Liputan6.com, Jakarta - Pakar hukum pidana Universitas Islam Indonesia (UII) Yogyakarta, Mudzakir, menilai penerapan pasal pembunuhan bagi pengoplos miras sudah tepat. Unsur pembunuhan, menurut dia, terpenuhi.
"Pengoplos miras sehingga dijual kepada masyarakat sudah tahu kandungannya bisa mematikan dan ternyata dijual, itu artinya ada unsur sengaja melakukan perbuatan yang dapat menimbulkan matinya orang," kata Muzakir saat dihubungi via telepon, Jumat (13/4/2018).
Advertisement
Sebanyak 89 nyawa melayang akibat menengak miras oplosan di wilayah hukum Polda Metro Jaya dan Polda Jawa Barat. Polri mengkaji penerapan Pasal 340 KUHP tentang pembunuhan kepada para peracik miras oplosan tersebut.
Selain Pasal 340, menurut Mudzakir, pengoplos miras juga bisa dikenai Pasal 338 KUHP tentang pembunuhan. Hukuman pidananya maksimal 15 tahun.
"Maka hubungan kausalitas dengan kematian itu disebut dengan kesengajaan, sebagai kemungkinan, maka pelaku pengoplosan dikatakan sebagai pembunuhan, dan menurut saya ini 338," dia menambahkan.
Muzakir berpendapat, selain pengoplos, peran penjual juga berkontribusi dalam jatuhnya korban jiwa.
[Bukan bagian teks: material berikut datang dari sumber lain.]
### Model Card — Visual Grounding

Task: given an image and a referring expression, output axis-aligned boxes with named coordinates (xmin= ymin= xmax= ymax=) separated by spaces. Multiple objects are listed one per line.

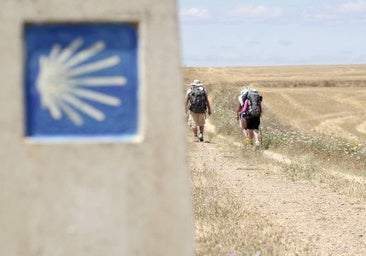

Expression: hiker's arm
xmin=206 ymin=98 xmax=211 ymax=116
xmin=184 ymin=95 xmax=188 ymax=113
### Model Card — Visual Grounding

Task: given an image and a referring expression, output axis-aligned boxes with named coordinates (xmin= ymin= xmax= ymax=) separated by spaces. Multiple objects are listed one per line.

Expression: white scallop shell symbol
xmin=36 ymin=38 xmax=127 ymax=126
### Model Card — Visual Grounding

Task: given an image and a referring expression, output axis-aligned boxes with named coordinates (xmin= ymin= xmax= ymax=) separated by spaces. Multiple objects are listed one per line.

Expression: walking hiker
xmin=236 ymin=87 xmax=263 ymax=148
xmin=185 ymin=80 xmax=211 ymax=142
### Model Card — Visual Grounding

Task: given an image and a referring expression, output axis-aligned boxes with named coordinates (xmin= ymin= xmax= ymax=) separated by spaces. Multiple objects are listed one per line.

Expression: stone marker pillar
xmin=0 ymin=0 xmax=194 ymax=256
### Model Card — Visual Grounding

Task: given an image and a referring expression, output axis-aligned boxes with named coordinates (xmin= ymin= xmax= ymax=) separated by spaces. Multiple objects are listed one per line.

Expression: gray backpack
xmin=243 ymin=90 xmax=262 ymax=117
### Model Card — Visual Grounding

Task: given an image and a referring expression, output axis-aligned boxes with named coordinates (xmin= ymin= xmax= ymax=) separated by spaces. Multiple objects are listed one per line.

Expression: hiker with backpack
xmin=185 ymin=80 xmax=211 ymax=142
xmin=236 ymin=87 xmax=263 ymax=148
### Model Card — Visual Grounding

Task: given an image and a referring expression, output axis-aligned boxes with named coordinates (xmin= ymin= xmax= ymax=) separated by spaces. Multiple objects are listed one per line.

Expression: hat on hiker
xmin=191 ymin=80 xmax=203 ymax=86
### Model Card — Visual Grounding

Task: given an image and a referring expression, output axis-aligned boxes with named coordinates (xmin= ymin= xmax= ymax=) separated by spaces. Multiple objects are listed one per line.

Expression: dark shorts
xmin=246 ymin=116 xmax=261 ymax=130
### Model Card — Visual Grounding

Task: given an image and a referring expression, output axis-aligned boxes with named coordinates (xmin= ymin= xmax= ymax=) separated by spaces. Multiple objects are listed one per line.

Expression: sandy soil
xmin=190 ymin=131 xmax=366 ymax=255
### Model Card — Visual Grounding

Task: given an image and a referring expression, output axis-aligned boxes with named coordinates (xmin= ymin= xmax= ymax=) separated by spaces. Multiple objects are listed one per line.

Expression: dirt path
xmin=190 ymin=136 xmax=366 ymax=255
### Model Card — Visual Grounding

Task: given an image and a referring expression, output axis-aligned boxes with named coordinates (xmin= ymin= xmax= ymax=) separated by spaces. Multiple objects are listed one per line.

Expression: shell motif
xmin=36 ymin=38 xmax=127 ymax=126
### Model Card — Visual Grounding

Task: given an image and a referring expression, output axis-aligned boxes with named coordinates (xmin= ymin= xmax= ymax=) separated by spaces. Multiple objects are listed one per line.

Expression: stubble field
xmin=183 ymin=65 xmax=366 ymax=256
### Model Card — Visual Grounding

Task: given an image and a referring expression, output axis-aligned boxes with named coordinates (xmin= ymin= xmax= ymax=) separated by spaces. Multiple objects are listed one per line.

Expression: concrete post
xmin=0 ymin=0 xmax=194 ymax=256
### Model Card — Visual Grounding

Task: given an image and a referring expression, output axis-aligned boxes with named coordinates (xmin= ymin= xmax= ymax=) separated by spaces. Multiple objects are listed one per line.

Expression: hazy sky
xmin=178 ymin=0 xmax=366 ymax=66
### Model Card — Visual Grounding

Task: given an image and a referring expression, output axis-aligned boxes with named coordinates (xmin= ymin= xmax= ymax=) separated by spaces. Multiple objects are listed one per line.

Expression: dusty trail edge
xmin=189 ymin=119 xmax=366 ymax=255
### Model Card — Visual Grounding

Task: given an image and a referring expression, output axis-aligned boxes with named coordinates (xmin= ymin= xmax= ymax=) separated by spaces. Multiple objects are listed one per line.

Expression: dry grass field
xmin=183 ymin=65 xmax=366 ymax=256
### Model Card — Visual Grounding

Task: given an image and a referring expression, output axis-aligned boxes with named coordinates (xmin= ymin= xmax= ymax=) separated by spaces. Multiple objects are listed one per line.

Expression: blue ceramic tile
xmin=24 ymin=24 xmax=139 ymax=140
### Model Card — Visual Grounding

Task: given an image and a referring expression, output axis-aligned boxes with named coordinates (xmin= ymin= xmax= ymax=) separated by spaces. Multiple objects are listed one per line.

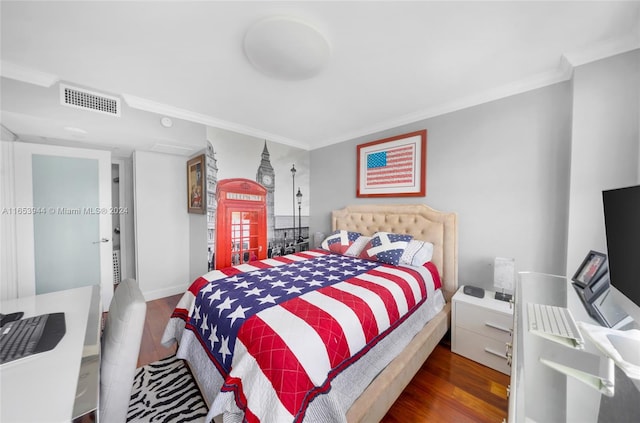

Jika terbukti penjual mengetahui dan adanya hubungan timbal balik, maka keduanya dapat disandung dengan pasal serupa.
"Kita ngomongnya mereka kena pasal pembunuhan, kalau dia penjual konspirasi dengan pengoplos miras, berarti mereka adalah disebut bersama melakukan tindak pidana pembunuhan," terang Muzakir.
Sikap Polri
Sebelumnya, Kepala Biro Penerangan Masyarakat Divisi Humas Polri Brigjen Muhammad Iqbal mengatakan, polisi tengah mengkaji kemungkinan menjerat tersangka kasus miras oplosan, dengan Pasal 340 KUHP tentang pembunuhan berencana. Karenanya, mereka dapat dipidana dengan ancaman hukuman seumur hidup.
"Polisi akan mengkaji apakah ada konstruksi pasal perencanaan pembunuhan dalam hal ini," ujar Iqbal di Mapolres Metro Jakarta Selatan, Rabu, 11 April 2018.